Read Andy’s review here.
Mr. Turner presents the beauty of J.M.W. Turner’s 19th century watercolors without the rose-tinted glasses of so many period dramas (I’m looking at you Pride and Prejudice). Acclaimed British writer and director Mike Leigh delves into London at the dawn of the Industrial Age, psoriasis and all. With Oscar-worthy acting, direction and even makeup and costume design, it is hard to pinpoint the film’s weakest link besides the two and a half hour length, though even that can be justified in capturing about 25 years in a revolutionary painter’s life.
Instead of the story of how he made it (that we so often see in biopics), Leigh instead takes us to the last part of Turner’s life when, according to historical accounts, the artist was at his most eccentric. Britain is known for a lot of things, but not so much its painters. Consequently Turner, whose maritime landscape paintings are thought to have bridged the Romantic area with Impressionism, is characterized as a big fish in a little pond though the artist’s preference for boats over grand historical paintings generated a mixed opinion among his contemporaries. The tale of Turner could easily have been overdone, but Leigh employs some of that dry, British wit in presenting this big fish who most others saw more as an elephant in the room.
Timothy Spall, who like most British actors can be traced back to Harry Potter as Peter Pettigrew, portrays Turner as a brute who can somehow capture the delicate essence of the sky at sunset. He spits onto the canvas and smears it around with little concern for being placed in the less prestigious anteroom of the Royal Academy of Arts. Crude and uncompromising, Turner keeps company mostly with his father William Turner (Paul Jesson) and his loyal housekeeper Hannah Danby (Dorothy Atkinson). Lest we think Turner was just an endearing eccentric, his former flame Sarah Danby (Ruth Sheen), Hannah’s aunt, and Turner’s two illegitimate daughters appear every so often to remind viewers as with many artistic types, his behavior and favor was just as mercurial as popular opinion.
A deft scene early on in the film shows Turner’s father shaving a pig’s head in preparation to be eaten and the next scene shaving J. M.W. Turner himself. Somehow that oinker just gets art, if not how to relate to people, and Leigh draws out this spectrum instead of relegating Turner to misunderstood genius or some other hackneyed cliché.

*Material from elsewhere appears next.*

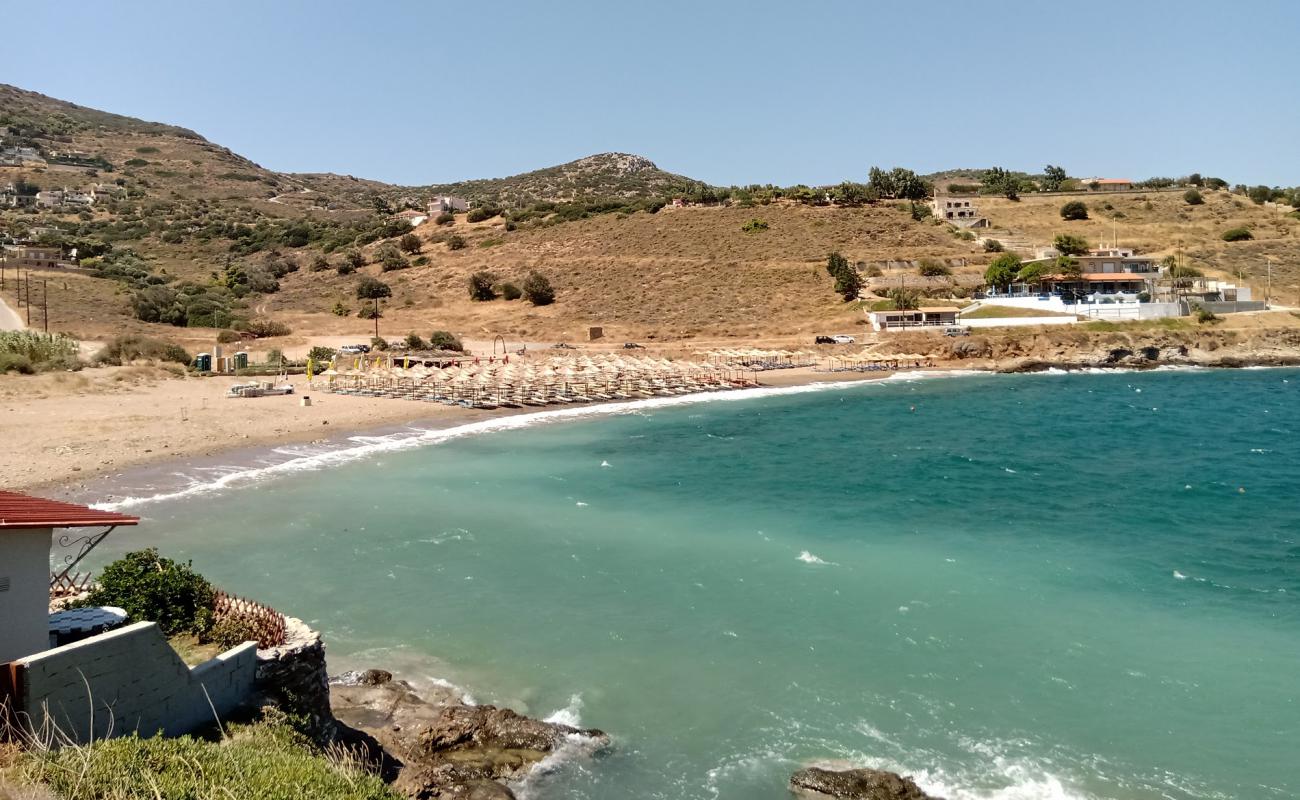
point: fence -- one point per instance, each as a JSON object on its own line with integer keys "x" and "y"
{"x": 265, "y": 623}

Just like most of Mike Leigh’s other films, his intense preparation with the actors draws out performances from every member of the cast that are at the same time stylized and resonant. Leigh’s style of direction pushes intensive character work and improvisation with actors before filming, even on scenes not included in the film, so that the actors have a role in shaping the final product. As a result Mr. Turner manages to draw even a 21-year-old American like myself into the foreign life of aristocratic London the in 19th century. Spall’s Turner clearly succeeds, but I kept finding my eye drawn to his maid who embodies the sense of an old maid while an often overlooked tenderness.

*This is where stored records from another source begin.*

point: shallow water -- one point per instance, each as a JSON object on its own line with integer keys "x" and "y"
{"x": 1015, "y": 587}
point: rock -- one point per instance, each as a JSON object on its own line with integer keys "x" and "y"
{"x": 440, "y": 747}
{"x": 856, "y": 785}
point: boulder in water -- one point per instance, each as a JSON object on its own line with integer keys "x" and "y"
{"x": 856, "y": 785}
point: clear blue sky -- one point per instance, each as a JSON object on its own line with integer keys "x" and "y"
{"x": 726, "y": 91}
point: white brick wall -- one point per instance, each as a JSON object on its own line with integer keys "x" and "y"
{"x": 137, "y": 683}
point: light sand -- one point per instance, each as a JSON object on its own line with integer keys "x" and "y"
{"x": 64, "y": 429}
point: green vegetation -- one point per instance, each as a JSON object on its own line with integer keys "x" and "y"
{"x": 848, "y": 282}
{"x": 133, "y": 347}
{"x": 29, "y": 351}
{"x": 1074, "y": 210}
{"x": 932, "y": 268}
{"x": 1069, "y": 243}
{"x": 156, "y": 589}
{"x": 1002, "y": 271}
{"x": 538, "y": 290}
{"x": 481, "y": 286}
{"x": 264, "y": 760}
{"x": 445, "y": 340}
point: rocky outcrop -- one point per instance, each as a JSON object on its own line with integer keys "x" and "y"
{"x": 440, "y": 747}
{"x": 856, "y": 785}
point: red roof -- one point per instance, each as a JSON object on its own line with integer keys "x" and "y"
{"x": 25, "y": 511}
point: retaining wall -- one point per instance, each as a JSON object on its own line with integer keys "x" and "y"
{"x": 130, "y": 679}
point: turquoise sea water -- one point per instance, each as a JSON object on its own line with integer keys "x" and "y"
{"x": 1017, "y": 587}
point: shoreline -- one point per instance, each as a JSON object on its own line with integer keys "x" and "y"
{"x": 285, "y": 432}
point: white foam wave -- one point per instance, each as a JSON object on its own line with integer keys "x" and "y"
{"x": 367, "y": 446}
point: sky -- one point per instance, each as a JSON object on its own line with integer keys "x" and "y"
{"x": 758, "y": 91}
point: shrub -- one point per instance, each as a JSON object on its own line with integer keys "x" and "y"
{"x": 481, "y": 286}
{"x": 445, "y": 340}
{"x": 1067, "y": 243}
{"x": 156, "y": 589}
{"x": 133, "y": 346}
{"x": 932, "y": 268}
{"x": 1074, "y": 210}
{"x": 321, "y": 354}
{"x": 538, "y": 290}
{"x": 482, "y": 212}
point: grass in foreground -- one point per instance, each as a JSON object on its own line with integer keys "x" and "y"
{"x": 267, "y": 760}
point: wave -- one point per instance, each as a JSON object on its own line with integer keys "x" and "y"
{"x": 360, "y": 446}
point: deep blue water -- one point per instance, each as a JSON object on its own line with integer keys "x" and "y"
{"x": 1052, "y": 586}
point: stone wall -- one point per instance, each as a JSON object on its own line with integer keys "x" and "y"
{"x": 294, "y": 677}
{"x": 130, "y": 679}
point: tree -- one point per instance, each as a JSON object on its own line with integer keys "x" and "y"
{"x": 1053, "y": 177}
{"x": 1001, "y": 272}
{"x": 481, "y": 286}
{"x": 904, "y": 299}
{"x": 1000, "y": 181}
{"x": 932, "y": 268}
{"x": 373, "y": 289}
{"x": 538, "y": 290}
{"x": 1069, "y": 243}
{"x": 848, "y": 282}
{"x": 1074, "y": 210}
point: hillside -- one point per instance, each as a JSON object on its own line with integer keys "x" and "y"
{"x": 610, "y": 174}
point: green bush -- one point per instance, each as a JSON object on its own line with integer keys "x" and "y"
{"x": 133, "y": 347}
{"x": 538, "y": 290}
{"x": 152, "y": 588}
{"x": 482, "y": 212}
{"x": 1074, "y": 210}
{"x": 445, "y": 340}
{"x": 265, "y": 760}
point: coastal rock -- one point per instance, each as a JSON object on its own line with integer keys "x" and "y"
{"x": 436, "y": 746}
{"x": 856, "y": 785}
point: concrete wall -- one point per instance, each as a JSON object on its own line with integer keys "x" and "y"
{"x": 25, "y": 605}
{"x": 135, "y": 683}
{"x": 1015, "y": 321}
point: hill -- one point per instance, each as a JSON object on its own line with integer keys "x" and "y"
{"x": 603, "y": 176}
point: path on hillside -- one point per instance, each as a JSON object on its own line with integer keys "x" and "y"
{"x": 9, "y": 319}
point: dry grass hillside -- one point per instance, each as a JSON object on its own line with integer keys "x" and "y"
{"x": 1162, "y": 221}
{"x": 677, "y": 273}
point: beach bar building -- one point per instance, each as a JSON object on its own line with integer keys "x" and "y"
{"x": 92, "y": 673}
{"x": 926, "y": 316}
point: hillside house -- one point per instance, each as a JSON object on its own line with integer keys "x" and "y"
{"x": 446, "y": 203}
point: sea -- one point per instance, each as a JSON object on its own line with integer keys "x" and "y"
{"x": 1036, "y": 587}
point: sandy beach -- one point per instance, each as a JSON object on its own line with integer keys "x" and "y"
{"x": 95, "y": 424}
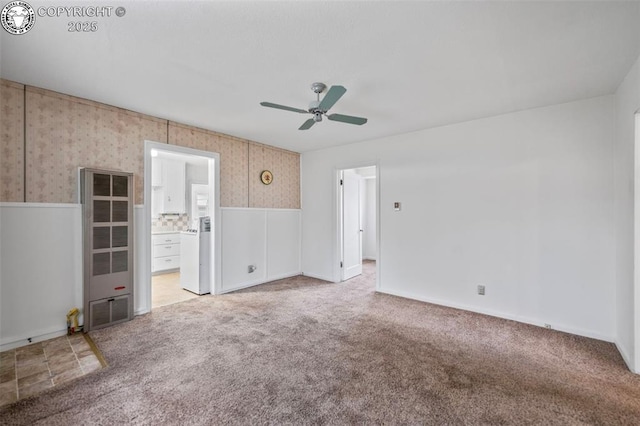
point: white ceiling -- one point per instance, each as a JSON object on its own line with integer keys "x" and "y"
{"x": 406, "y": 65}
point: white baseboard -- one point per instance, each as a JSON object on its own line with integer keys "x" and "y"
{"x": 525, "y": 320}
{"x": 317, "y": 276}
{"x": 255, "y": 283}
{"x": 5, "y": 346}
{"x": 626, "y": 358}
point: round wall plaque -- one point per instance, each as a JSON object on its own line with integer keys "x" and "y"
{"x": 266, "y": 177}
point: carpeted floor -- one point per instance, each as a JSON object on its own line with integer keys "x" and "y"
{"x": 301, "y": 351}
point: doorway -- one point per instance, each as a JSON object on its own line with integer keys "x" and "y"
{"x": 357, "y": 219}
{"x": 181, "y": 188}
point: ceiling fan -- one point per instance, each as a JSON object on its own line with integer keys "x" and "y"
{"x": 319, "y": 108}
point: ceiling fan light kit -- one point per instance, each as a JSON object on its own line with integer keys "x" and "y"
{"x": 319, "y": 108}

The complex relationship between Danby and Turner comes across to an extent in dialogue, but for the most part her glances and straightening up in the background speak volumes about her unrequited feelings for him. Good thing too because the old-fashioned British dialogue can be hard to follow initially, but luckily Turner himself communicates in grunts conveying “uh-huh”, “nope” and “don’t start with me” all with great success. There is more dialogue between Turner and his father and between Turner and his next lover, Sophia Booth (Marion Bailey), who both have more straightforward relationships with him but still the most intimate moments get by on body language the viewer becomes quite acclimated with by the end of the film. While entertaining an aristocratic Lord patron, Turner sketches a party at his estate where few words are spoken but the rollicking party exudes discomfort and merriment with well-chosen music and a few good leers.

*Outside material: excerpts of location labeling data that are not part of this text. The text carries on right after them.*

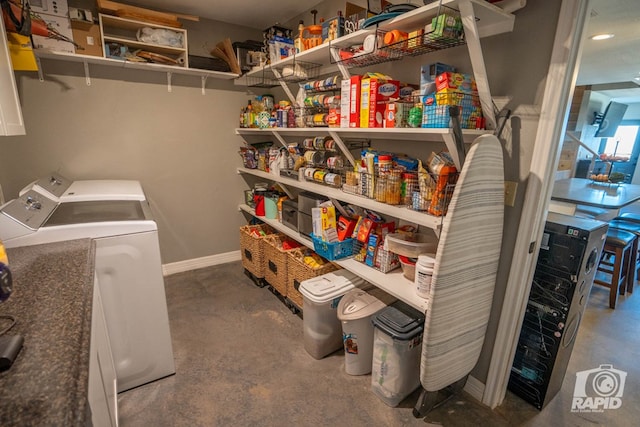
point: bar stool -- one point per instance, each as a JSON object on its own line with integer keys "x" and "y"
{"x": 619, "y": 245}
{"x": 632, "y": 227}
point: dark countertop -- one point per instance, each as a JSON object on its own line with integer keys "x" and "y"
{"x": 52, "y": 302}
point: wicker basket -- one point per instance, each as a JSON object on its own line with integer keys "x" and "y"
{"x": 252, "y": 249}
{"x": 276, "y": 259}
{"x": 298, "y": 271}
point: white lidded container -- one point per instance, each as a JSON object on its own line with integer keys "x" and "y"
{"x": 354, "y": 312}
{"x": 424, "y": 273}
{"x": 397, "y": 347}
{"x": 321, "y": 295}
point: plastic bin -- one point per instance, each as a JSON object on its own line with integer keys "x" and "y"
{"x": 355, "y": 311}
{"x": 397, "y": 339}
{"x": 321, "y": 295}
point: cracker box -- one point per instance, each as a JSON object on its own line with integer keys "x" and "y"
{"x": 428, "y": 74}
{"x": 345, "y": 98}
{"x": 456, "y": 81}
{"x": 376, "y": 92}
{"x": 354, "y": 101}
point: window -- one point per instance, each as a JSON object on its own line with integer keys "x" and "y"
{"x": 622, "y": 143}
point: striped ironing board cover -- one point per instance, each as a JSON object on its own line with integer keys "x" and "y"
{"x": 466, "y": 266}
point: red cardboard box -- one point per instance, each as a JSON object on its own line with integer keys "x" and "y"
{"x": 380, "y": 93}
{"x": 354, "y": 102}
{"x": 456, "y": 81}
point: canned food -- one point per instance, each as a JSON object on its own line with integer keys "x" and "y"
{"x": 319, "y": 175}
{"x": 309, "y": 172}
{"x": 334, "y": 162}
{"x": 333, "y": 179}
{"x": 309, "y": 155}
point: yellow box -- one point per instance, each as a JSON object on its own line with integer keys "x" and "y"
{"x": 21, "y": 50}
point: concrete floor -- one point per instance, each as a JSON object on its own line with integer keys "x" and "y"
{"x": 240, "y": 361}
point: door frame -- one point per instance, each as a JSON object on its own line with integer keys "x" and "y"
{"x": 560, "y": 83}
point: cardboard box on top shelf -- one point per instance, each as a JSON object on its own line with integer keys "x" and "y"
{"x": 62, "y": 25}
{"x": 50, "y": 7}
{"x": 355, "y": 16}
{"x": 88, "y": 38}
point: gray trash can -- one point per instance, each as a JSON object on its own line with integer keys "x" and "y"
{"x": 321, "y": 295}
{"x": 397, "y": 346}
{"x": 354, "y": 312}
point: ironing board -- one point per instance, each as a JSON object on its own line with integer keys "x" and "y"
{"x": 464, "y": 278}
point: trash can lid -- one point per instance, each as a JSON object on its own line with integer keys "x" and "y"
{"x": 358, "y": 303}
{"x": 400, "y": 321}
{"x": 325, "y": 288}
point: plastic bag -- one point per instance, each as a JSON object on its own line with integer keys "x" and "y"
{"x": 160, "y": 36}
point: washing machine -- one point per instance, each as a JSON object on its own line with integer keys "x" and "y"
{"x": 62, "y": 189}
{"x": 128, "y": 271}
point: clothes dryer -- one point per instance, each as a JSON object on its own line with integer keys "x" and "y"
{"x": 128, "y": 272}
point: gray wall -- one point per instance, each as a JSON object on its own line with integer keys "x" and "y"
{"x": 180, "y": 145}
{"x": 517, "y": 65}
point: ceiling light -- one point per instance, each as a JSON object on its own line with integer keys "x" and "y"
{"x": 602, "y": 36}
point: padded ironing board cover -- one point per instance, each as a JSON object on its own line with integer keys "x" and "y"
{"x": 466, "y": 266}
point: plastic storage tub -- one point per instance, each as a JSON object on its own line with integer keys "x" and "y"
{"x": 411, "y": 244}
{"x": 355, "y": 311}
{"x": 321, "y": 295}
{"x": 397, "y": 339}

With strong acting driving the film, Mike Leigh’s usual cinematographer Dick Pope follows it all with a watchful lens. Often composed almost like a photograph with an object in the foreground and unfolding action in the background, Pope never overshadows the work done on-screen with the screen itself – a wise decision most likely perfected over years working with Leigh. Mike Leigh had a vision and it comes across clearly and without pretense. For an insightful, character-driven film this holiday season look no further than Mr. Turner.